Hemingway talvez tenha descrito da melhor maneira possível o sacrifício da literatura. “O único tipo de escrita que existe é a reescrita”, esboçou o jornalista. A célebre pérola encapsula a essência outrora empregada na tentativa do homem de tentar conceituar outros fenômenos alheios à sua limitação. Em se tratando da natureza, Lavoisier foi objetivo: “Na natureza nada se cria, tudo se transforma”. A música, por sua vez, nada mais é do que doze notas intercaladas por uma oitava, em uma ordem repetente.
O que todas essas ideias têm em comum? Simples. O mundo é como é, composto por suas extremidades e dotado de mil e uma possibilidades a serem exploradas nele. O modo como você o vê, no entanto, é único e intransferível. Por mais que você escreva, estude ou componha para traduzir como as coisas lhe parecem, sua essência particular permanece intocada.
Logo, é de se esperar que inevitavelmente esbarremos em clichês ao longo da vida. Sobre quem escolhemos ser, onde moramos, o que comemos, quem amamos, e quais comentários infames podem ou não ser feitos em uma reunião de trabalho, por exemplo. Percepção é realidade. O modo como te veem tende a moldar como as pessoas pensam que você é. Em contrapartida, quem coreografa os movimentos e edita os efeitos nas fotos a serem divulgadas para a posteridade, é você. À sua maneira, seja ordenada ou caótica.
Um dos benefícios de estar vivo é ser livre para ser uma bagunça. No mínimo, ninguém será tão desorganizado como você. E isso é bom.
É o que me motiva, por exemplo, a insistir na campanha de traduzir como vejo o mundo, diariamente e incansavelmente. Sobre mim, por mim, provavelmente pra nada, mas tampouco menos relevante por isso.
Se nos ensinam desde pequenos a dar valor ao que temos, isso também vale para as pequenas coisas. Os bilhetes que deixamos para nós mesmos, para assistir a tal filme ou procurar a letra de tal música.

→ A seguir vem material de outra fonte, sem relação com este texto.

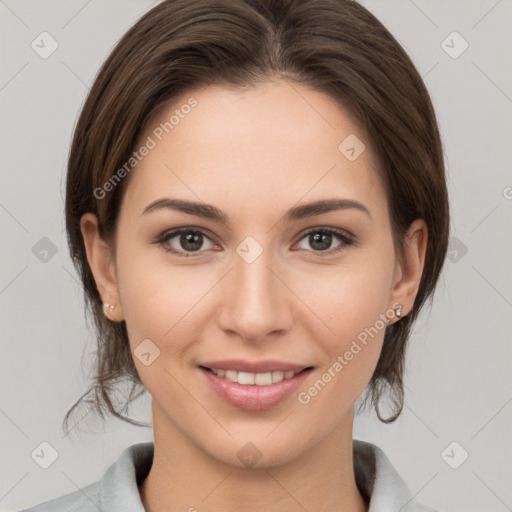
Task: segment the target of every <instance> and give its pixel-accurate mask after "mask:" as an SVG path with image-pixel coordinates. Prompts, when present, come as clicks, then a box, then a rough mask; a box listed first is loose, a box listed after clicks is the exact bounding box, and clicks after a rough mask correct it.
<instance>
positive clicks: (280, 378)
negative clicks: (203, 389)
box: [212, 370, 299, 386]
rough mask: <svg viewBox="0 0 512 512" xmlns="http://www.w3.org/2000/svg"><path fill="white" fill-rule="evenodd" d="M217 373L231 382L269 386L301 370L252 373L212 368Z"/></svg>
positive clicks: (292, 376)
mask: <svg viewBox="0 0 512 512" xmlns="http://www.w3.org/2000/svg"><path fill="white" fill-rule="evenodd" d="M212 371H213V373H214V374H215V375H218V376H219V377H224V378H225V379H227V380H230V381H231V382H237V383H238V384H242V385H243V386H250V385H256V386H269V385H270V384H277V383H278V382H281V381H282V380H287V379H291V378H292V377H294V376H295V375H296V374H297V373H299V372H294V371H293V370H290V371H288V372H281V371H275V372H267V373H250V372H237V371H235V370H212Z"/></svg>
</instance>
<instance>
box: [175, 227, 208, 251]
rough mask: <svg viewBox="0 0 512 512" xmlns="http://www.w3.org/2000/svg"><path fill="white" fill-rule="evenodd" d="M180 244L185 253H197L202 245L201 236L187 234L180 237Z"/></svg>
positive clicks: (185, 233)
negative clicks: (194, 251)
mask: <svg viewBox="0 0 512 512" xmlns="http://www.w3.org/2000/svg"><path fill="white" fill-rule="evenodd" d="M180 244H181V246H182V247H183V249H186V250H187V251H198V250H199V249H201V246H202V245H203V235H202V234H201V233H192V232H190V231H189V232H187V233H183V234H182V235H181V237H180Z"/></svg>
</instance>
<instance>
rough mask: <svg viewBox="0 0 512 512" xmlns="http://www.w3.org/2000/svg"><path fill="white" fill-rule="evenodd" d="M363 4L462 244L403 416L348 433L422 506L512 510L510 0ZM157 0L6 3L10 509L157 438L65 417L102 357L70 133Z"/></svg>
mask: <svg viewBox="0 0 512 512" xmlns="http://www.w3.org/2000/svg"><path fill="white" fill-rule="evenodd" d="M363 3H364V5H366V6H367V7H368V8H369V9H370V10H371V11H372V12H374V13H375V14H376V15H377V17H378V18H379V19H380V20H381V21H382V22H383V23H384V24H385V25H386V26H387V27H388V28H389V29H390V30H391V32H392V33H393V34H394V35H395V36H396V37H397V38H398V40H399V41H400V42H401V43H402V44H403V46H404V47H405V49H406V50H407V51H408V52H409V54H410V55H411V57H412V58H413V60H414V62H415V64H416V66H417V67H418V69H419V71H420V73H421V74H422V75H423V76H424V78H425V81H426V84H427V86H428V88H429V90H430V92H431V94H432V97H433V101H434V104H435V107H436V109H437V113H438V118H439V123H440V127H441V132H442V137H443V141H444V145H445V149H446V163H447V171H448V180H449V187H450V194H451V207H452V215H453V218H452V237H454V238H452V240H451V245H450V254H449V258H448V261H447V264H446V267H445V270H444V272H443V275H442V278H441V281H440V285H439V289H438V292H437V294H436V298H435V301H434V305H433V307H432V309H431V310H430V311H426V312H425V313H424V314H423V316H422V317H421V319H420V321H419V322H418V324H417V326H416V328H415V331H414V333H413V337H412V340H411V341H412V342H411V345H410V351H409V354H408V372H407V376H406V406H405V409H404V412H403V414H402V416H401V418H400V419H399V420H398V421H397V422H396V423H394V424H392V425H383V424H381V423H379V422H378V420H377V419H376V416H375V415H374V413H371V414H366V415H362V416H360V417H358V418H357V419H356V423H355V427H354V436H355V437H357V438H360V439H364V440H367V441H371V442H374V443H376V444H377V445H379V446H380V447H382V449H383V450H384V451H385V452H386V454H387V455H388V457H389V458H390V459H391V462H392V463H393V464H394V465H395V468H396V469H397V471H398V472H399V473H400V474H401V475H402V476H403V478H404V479H405V480H406V482H407V483H408V485H409V486H410V488H411V490H412V491H413V493H414V494H417V499H418V500H419V501H422V502H424V503H426V504H429V505H431V506H433V507H436V508H439V509H440V510H446V511H464V512H471V511H475V512H476V511H480V510H485V511H486V512H491V511H497V512H501V511H506V510H512V486H511V485H510V475H511V470H512V468H511V464H510V460H511V459H512V443H511V440H510V432H511V430H512V429H511V425H512V403H511V402H512V388H511V385H510V384H511V383H510V373H511V372H510V368H511V367H512V350H511V347H510V341H511V340H510V333H511V324H512V315H511V313H512V275H511V271H510V268H511V266H510V261H512V259H511V255H512V237H511V224H512V222H511V220H512V216H511V210H512V175H511V173H510V162H511V161H512V159H511V153H512V149H511V147H512V144H511V141H510V135H511V133H512V116H511V112H512V68H511V66H510V51H511V50H512V44H511V43H512V30H511V19H512V16H511V15H512V2H511V1H510V0H500V1H496V0H485V1H484V0H478V1H471V2H469V1H462V0H461V1H453V0H452V1H446V0H444V1H441V0H437V1H426V0H423V1H420V0H414V1H412V0H395V1H391V0H388V1H383V0H372V1H364V2H363ZM153 4H154V2H150V1H143V0H137V1H136V0H130V1H126V0H122V1H121V0H116V1H112V0H110V1H108V2H106V1H103V2H100V1H98V0H92V1H91V0H89V1H84V0H73V1H66V2H64V1H61V2H58V1H55V0H53V1H46V2H40V1H36V0H34V1H22V0H18V1H15V0H5V1H2V0H0V20H1V21H0V29H1V30H0V38H1V48H2V52H1V55H0V59H1V76H0V106H1V120H2V122H1V130H2V132H1V139H0V140H1V143H2V147H1V189H0V223H1V224H0V225H1V232H2V235H1V240H2V245H1V247H2V251H1V257H2V260H1V261H2V264H1V266H0V315H1V326H0V332H1V336H2V345H1V358H0V379H1V381H0V386H1V387H0V389H1V390H2V393H1V399H0V431H1V433H2V436H1V444H0V460H1V473H0V510H1V511H13V510H14V511H15V510H19V509H21V508H23V507H26V506H29V505H33V504H35V503H39V502H41V501H44V500H48V499H50V498H54V497H56V496H60V495H62V494H65V493H68V492H71V491H74V490H76V489H77V488H79V487H81V486H84V485H86V484H88V483H91V482H93V481H96V480H98V479H99V478H100V477H101V476H102V474H103V472H104V471H105V470H106V468H107V467H108V466H109V465H110V464H111V463H112V462H114V461H115V459H116V458H117V457H118V456H119V454H120V452H121V451H122V450H123V449H124V448H125V447H126V446H128V445H130V444H132V443H136V442H141V441H146V440H151V439H152V433H151V430H150V429H141V428H136V427H131V426H128V425H126V424H124V423H121V422H119V421H110V422H108V423H107V424H106V425H105V426H104V427H103V426H102V425H101V423H99V422H94V421H91V418H92V415H90V416H89V417H86V418H85V419H83V421H82V422H80V424H79V425H78V426H77V427H76V428H75V429H74V430H73V432H72V434H71V435H68V436H64V434H63V432H62V430H61V420H62V418H63V415H64V413H65V412H66V410H67V409H68V407H69V406H70V405H71V404H72V403H73V402H74V401H75V399H76V398H78V396H79V395H80V394H81V393H82V392H83V391H85V389H86V386H87V384H88V381H87V375H88V371H89V370H90V368H91V363H92V355H93V351H94V338H93V335H92V332H91V331H90V330H88V328H87V325H86V323H85V320H84V313H83V302H82V292H81V288H80V285H79V283H78V281H77V277H76V274H75V272H74V269H73V267H72V265H71V262H70V260H69V257H68V254H67V248H66V243H65V233H64V231H63V227H64V224H63V213H62V212H63V185H64V172H65V165H66V158H67V154H68V150H69V144H70V137H71V134H72V129H73V126H74V123H75V121H76V117H77V115H78V112H79V108H80V107H81V105H82V102H83V100H84V99H85V96H86V94H87V92H88V88H89V86H90V84H91V83H92V81H93V78H94V76H95V74H96V72H97V70H98V69H99V66H100V64H101V63H102V62H103V60H104V59H105V58H106V56H107V55H108V53H109V51H110V49H111V48H112V46H113V45H114V44H115V42H116V41H117V40H118V39H119V37H120V36H121V35H122V34H123V33H124V32H125V31H126V30H127V29H128V27H129V26H130V25H132V24H133V23H134V22H135V21H136V20H137V19H138V18H139V17H140V16H141V15H142V14H143V13H144V12H145V11H147V10H148V9H149V8H150V7H151V6H152V5H153ZM43 31H47V32H49V33H50V34H51V36H52V37H53V38H54V39H55V40H56V41H57V42H58V45H59V46H58V48H57V50H56V51H55V52H54V53H53V54H52V55H51V56H50V57H48V58H47V59H43V58H41V57H40V55H39V54H38V53H36V52H35V51H34V50H33V49H32V47H31V43H32V41H34V40H36V42H37V41H38V40H40V39H36V38H38V36H39V34H40V33H41V32H43ZM454 31H456V32H458V33H459V34H460V35H461V36H462V38H463V39H461V38H459V37H458V36H457V35H453V34H452V33H453V32H454ZM443 41H445V42H444V43H443ZM464 41H467V43H468V44H469V47H468V49H467V50H466V51H465V52H464V53H462V54H460V55H459V53H460V52H461V50H462V49H463V48H464V45H465V43H464ZM45 47H46V48H49V43H48V42H47V44H45ZM454 57H456V58H454ZM43 237H47V238H48V239H49V240H50V241H51V244H50V243H49V242H48V241H47V240H43V241H41V239H42V238H43ZM52 245H54V246H55V248H54V250H56V251H57V252H56V253H55V254H54V255H53V254H52V251H51V249H52ZM34 247H35V249H34ZM44 249H49V250H50V252H48V253H47V254H45V253H44ZM149 403H150V402H149V400H148V398H147V394H146V398H143V399H142V400H140V401H139V403H138V404H137V407H135V408H134V409H133V413H134V414H137V415H138V416H140V417H142V418H146V419H148V420H149V419H150V412H149V411H150V410H149ZM43 441H46V442H48V443H50V444H51V445H52V446H53V447H54V449H55V450H56V451H57V452H58V458H57V460H56V461H55V462H54V463H53V464H52V465H51V466H50V467H49V468H48V469H42V468H41V467H39V465H38V464H36V462H34V460H33V459H32V458H31V453H32V452H33V451H34V450H35V449H36V448H37V447H38V446H39V445H40V443H41V442H43ZM453 442H456V443H457V444H455V445H453V444H451V443H453ZM450 445H451V446H450ZM465 452H467V453H468V454H469V456H468V458H467V460H465V461H464V462H463V463H462V464H461V462H462V460H463V455H464V453H465ZM450 464H451V466H454V467H455V466H459V467H458V468H457V469H454V468H453V467H451V466H450ZM459 464H460V465H459Z"/></svg>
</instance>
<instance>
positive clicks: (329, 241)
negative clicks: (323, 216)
mask: <svg viewBox="0 0 512 512" xmlns="http://www.w3.org/2000/svg"><path fill="white" fill-rule="evenodd" d="M303 240H305V241H306V244H308V245H309V248H308V247H305V246H304V245H302V246H301V245H300V244H301V243H302V241H303ZM351 243H352V240H351V239H350V238H349V237H348V236H347V235H346V234H345V233H343V232H342V231H338V230H335V229H332V228H329V229H327V228H316V229H312V230H310V231H308V232H307V233H306V234H305V236H303V237H302V238H301V240H300V241H299V246H300V247H301V248H302V249H306V250H312V251H314V252H326V251H328V252H329V254H331V253H333V252H336V251H338V250H341V249H342V248H343V247H344V246H346V245H350V244H351ZM333 244H335V245H334V246H333ZM332 249H334V250H332Z"/></svg>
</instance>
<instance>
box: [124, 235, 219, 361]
mask: <svg viewBox="0 0 512 512" xmlns="http://www.w3.org/2000/svg"><path fill="white" fill-rule="evenodd" d="M119 248H120V249H123V248H124V251H122V252H121V250H120V251H119V252H118V254H119V257H118V260H117V265H118V279H119V283H120V287H119V288H120V290H119V291H120V296H121V301H122V307H123V312H124V316H125V319H126V326H127V330H128V334H129V339H130V344H131V346H132V350H133V349H135V348H136V346H137V345H138V344H139V343H140V342H141V341H142V340H143V339H146V338H149V339H150V340H152V341H153V342H154V343H155V344H156V345H157V346H158V347H159V348H160V349H164V348H165V350H166V351H167V350H170V351H172V352H178V351H180V350H184V349H185V348H186V347H187V344H192V343H193V340H194V329H197V326H198V325H201V318H200V317H201V315H202V305H203V297H204V298H206V297H205V296H207V294H208V292H209V290H211V289H212V287H213V286H214V285H215V282H213V281H212V276H211V271H208V269H207V268H206V267H204V268H203V269H199V268H198V267H194V266H186V265H182V266H179V265H171V264H168V263H167V262H166V258H165V254H163V255H157V257H156V258H155V251H156V250H157V249H154V250H153V249H152V250H150V251H148V250H147V248H146V249H144V248H140V249H139V248H137V247H133V246H132V247H129V246H128V243H126V242H125V243H123V241H122V240H120V241H119ZM206 302H207V301H205V302H204V303H206ZM185 333H186V335H185Z"/></svg>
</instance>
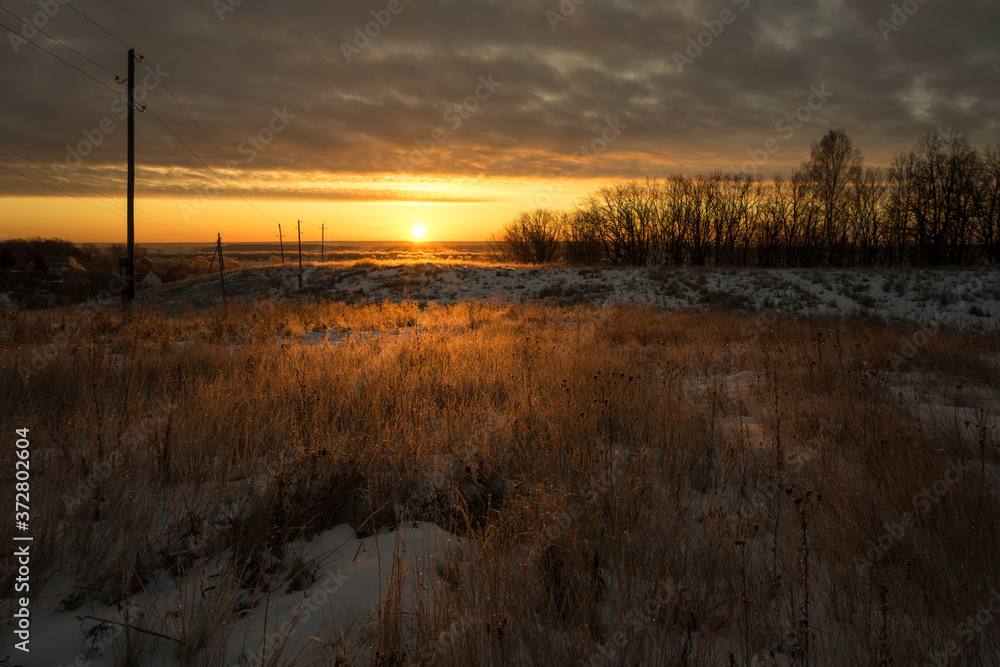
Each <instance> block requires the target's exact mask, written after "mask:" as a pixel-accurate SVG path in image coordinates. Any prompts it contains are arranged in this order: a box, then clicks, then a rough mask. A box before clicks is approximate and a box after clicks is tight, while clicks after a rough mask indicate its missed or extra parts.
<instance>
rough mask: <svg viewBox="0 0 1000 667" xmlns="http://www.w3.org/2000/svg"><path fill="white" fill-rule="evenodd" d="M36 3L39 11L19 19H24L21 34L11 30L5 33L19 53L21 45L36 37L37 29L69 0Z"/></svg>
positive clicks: (53, 17) (48, 0) (62, 7)
mask: <svg viewBox="0 0 1000 667" xmlns="http://www.w3.org/2000/svg"><path fill="white" fill-rule="evenodd" d="M37 4H38V8H39V10H40V11H37V12H35V13H34V14H32V15H31V18H28V17H27V16H22V17H21V20H22V21H24V23H22V24H21V34H20V35H16V34H14V33H12V32H11V33H8V34H7V41H8V42H10V47H11V48H12V49H14V53H20V52H21V47H22V46H24V45H25V44H27V43H28V42H29V41H30V40H32V39H34V38H35V37H37V36H38V31H39V30H41V29H42V28H44V27H45V26H47V25H48V24H49V21H51V20H52V19H54V18H55V17H56V15H57V14H58V13H59V10H60V9H62V8H63V7H64V6H65V5H68V4H69V0H38V3H37Z"/></svg>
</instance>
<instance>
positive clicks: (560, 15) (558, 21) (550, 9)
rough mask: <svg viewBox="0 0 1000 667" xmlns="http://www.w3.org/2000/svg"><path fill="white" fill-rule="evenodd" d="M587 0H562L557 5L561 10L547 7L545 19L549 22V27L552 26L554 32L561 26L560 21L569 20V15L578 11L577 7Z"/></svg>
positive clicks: (569, 15)
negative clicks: (547, 7) (555, 10)
mask: <svg viewBox="0 0 1000 667" xmlns="http://www.w3.org/2000/svg"><path fill="white" fill-rule="evenodd" d="M586 1H587V0H562V1H561V2H560V3H559V6H558V7H557V9H558V10H559V11H554V10H552V9H546V10H545V20H547V21H548V22H549V27H550V28H552V30H553V32H554V31H555V30H557V29H558V28H559V24H560V23H565V22H566V21H568V20H569V17H570V16H572V15H573V14H574V13H576V8H577V7H579V6H580V5H582V4H583V3H585V2H586Z"/></svg>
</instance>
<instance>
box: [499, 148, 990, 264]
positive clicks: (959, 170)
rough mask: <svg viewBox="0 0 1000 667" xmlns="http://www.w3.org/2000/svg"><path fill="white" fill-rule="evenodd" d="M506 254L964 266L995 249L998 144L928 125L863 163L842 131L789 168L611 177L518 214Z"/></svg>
mask: <svg viewBox="0 0 1000 667" xmlns="http://www.w3.org/2000/svg"><path fill="white" fill-rule="evenodd" d="M490 245H491V248H492V249H493V252H494V253H495V254H496V255H498V256H499V258H501V259H503V260H507V261H517V262H528V263H541V262H551V261H565V262H569V263H574V264H600V263H607V264H611V265H614V266H621V265H631V266H636V265H639V266H642V265H647V264H688V265H709V264H712V265H716V266H758V267H807V266H899V265H913V266H943V265H952V266H964V265H970V264H979V263H982V262H989V263H995V262H996V261H997V258H998V255H1000V248H998V245H1000V144H998V146H996V147H988V148H986V149H985V150H984V151H982V152H980V151H978V150H976V149H975V148H973V147H972V146H971V145H970V143H969V141H968V138H967V137H966V136H965V135H962V134H947V135H946V134H944V133H941V132H938V133H930V134H928V135H926V136H925V137H924V138H923V139H921V140H920V141H919V142H918V143H917V144H916V146H914V147H913V149H911V150H910V151H908V152H906V153H902V154H900V155H898V156H897V157H896V158H895V160H894V161H893V164H892V166H891V167H888V168H880V167H869V166H866V165H865V164H864V161H863V158H862V155H861V152H860V151H859V150H857V149H856V148H854V146H853V144H852V141H851V139H850V137H849V136H848V135H847V134H846V133H845V132H844V131H843V130H830V131H829V132H828V133H827V134H826V135H825V136H823V138H822V139H821V140H820V141H818V142H814V143H813V144H812V149H811V152H810V157H809V159H808V160H807V161H806V162H803V163H802V165H801V167H800V168H798V169H797V170H795V171H794V172H793V173H792V174H791V176H790V177H787V178H783V177H781V176H775V177H774V178H773V179H771V180H770V181H765V180H764V179H762V178H760V177H759V176H758V175H756V174H750V173H746V172H742V173H727V172H721V171H717V172H713V173H711V174H708V175H699V176H693V177H688V176H670V177H668V178H666V179H665V180H657V179H646V180H631V181H623V182H615V183H612V184H610V185H606V186H603V187H601V188H600V189H598V190H597V191H596V192H594V193H592V194H590V195H589V196H588V197H586V198H585V199H584V200H583V201H581V202H579V203H578V204H577V207H576V210H574V211H572V212H563V211H553V210H551V209H537V210H533V211H525V212H523V213H521V214H520V215H519V216H518V217H517V218H515V219H514V220H513V221H512V222H510V223H508V224H507V225H506V226H505V227H504V228H503V229H501V230H500V231H499V232H498V233H497V234H495V235H494V236H493V237H492V238H491V239H490Z"/></svg>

O modo como suas sobrancelhas se levantam diante de algo surpreendente ou absurdo. O tom desafinado da sua voz quando se sente nervoso. O suor frio correndo pela espinha quando se assusta. As lágrimas reprimidas nos cantos dos olhos quando uma onda de amor te invade, ao reencontrá-la no fim do dia. Tudo isso é seu.
É importante dar vazão a quem você é, de todas as maneiras possíveis, porque está é a sua única chance. Se houver uma próxima oportunidade, as cartas são embaralhadas e o jogo muda. Mas até aqui, agora, você ainda é você. Vivendo, ou não, tudo o que pode, enquanto pode. Por isso eu insisto, imprimo e invado tanto o mundo ao meu redor. Apesar do mau humor, das palavras malditas e dos medos inúteis, eles ainda contribuíram de alguma forma para todo o sucesso que eu já consegui alcançar.
Talvez você não mude o mundo. A verdade é que, por aparente via de regra, é mais fácil ser transformado por ele do que proporcionar o inverso. Mas a ordem das palavras, o meio ambiente e a trilha sonora ainda estão à sua disposição para serem escolhidas. Aproveite bem as oportunidades. Até onde se sabe, esta é sua última chance de ser você.
Não é à toa que me disponho a reescrever todos os dias. É isso, ou morrer.